President of Nagorik Oikko
- Incumbent
- Assumed office 1 June 2012
- General Secretary: Shahidullah Kaiser
- Preceded by: office established

Personal details
- Born: 1 November 1951 (age 74) Bogra, Rajshahi, Bangladesh
- Party: Nagorik Oikko
- Other political affiliations: Bangladesh Awami League (1991 – 2009)
- Spouse: Meher Nigar
- Children: Niloy Manna • Nilom Manna
- Parent(s): Afsar Uddin Ahmed (father) Meher Akhter (mother)
- Education: Dhaka College Chittagong University Dhaka University
- Occupation: Writer, Politician

= Mahmudur Rahman Manna =

Bangladeshi politician

Mahmudur Rahman Manna (মাহমুদুর রহমান মান্না) is a Bangladeshi politician and a media personality. He was former organizing secretary of the previously ruling party Bangladesh Awami League. The Wall Street Journal described him as a "fierce critic of the government". He was arrested after a leaked conversation where he was asked if he would agree to talk to an army officer who was not named.

==Biography==
Manna was born to Afsar Uddin Ahmed and Meher Akhter in Bogra district.
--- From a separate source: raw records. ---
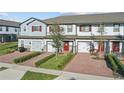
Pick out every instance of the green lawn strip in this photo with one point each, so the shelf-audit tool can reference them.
(3, 68)
(59, 63)
(27, 57)
(37, 76)
(6, 51)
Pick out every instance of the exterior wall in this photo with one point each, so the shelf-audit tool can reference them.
(108, 30)
(28, 27)
(11, 30)
(65, 32)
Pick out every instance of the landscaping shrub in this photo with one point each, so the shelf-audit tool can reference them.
(119, 64)
(38, 63)
(21, 49)
(24, 58)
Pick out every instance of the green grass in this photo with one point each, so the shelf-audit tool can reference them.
(59, 63)
(8, 47)
(3, 68)
(37, 76)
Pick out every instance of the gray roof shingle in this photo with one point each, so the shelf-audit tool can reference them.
(117, 17)
(9, 23)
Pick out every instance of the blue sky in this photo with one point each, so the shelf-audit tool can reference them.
(22, 16)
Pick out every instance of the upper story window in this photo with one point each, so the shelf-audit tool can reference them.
(7, 29)
(0, 28)
(116, 28)
(101, 28)
(36, 28)
(15, 29)
(69, 28)
(85, 28)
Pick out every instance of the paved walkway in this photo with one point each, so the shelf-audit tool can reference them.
(84, 64)
(17, 71)
(32, 61)
(8, 58)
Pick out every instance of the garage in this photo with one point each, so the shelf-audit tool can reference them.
(50, 48)
(36, 46)
(83, 47)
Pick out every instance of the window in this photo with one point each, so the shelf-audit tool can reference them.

He is married to Meher Nigar.

He was former vice president of Dhaka University Central Students' Union (DUCSU) and former general secretary of Chittagong University Central Student Union (CUCSU).

He is the co-founding convener of Nagorik Oikko, a civil society platform of Bangladesh.

He was arrested by the Rapid Action Battalion on 25 February 2015, after a leaked conversation with Bangladesh Nationalist Party (BNP) leader Sadeque Hossain Khoka, on which he called for a stronger movement against the Bangladesh Awami League government. In the conversation he advised Khoka to seize Dhaka University dormitories. He talked with another unidentified person who suggested contacting Bangladesh Army officers to make a change in the government. The National Human Rights Commission of Bangladesh had called for his arrest. One the other hand, Nagorik Oikko demanded his immediate release. Former Prime Minister Khaleda Zia also demanded his release. Manna was released on bail in November 2016.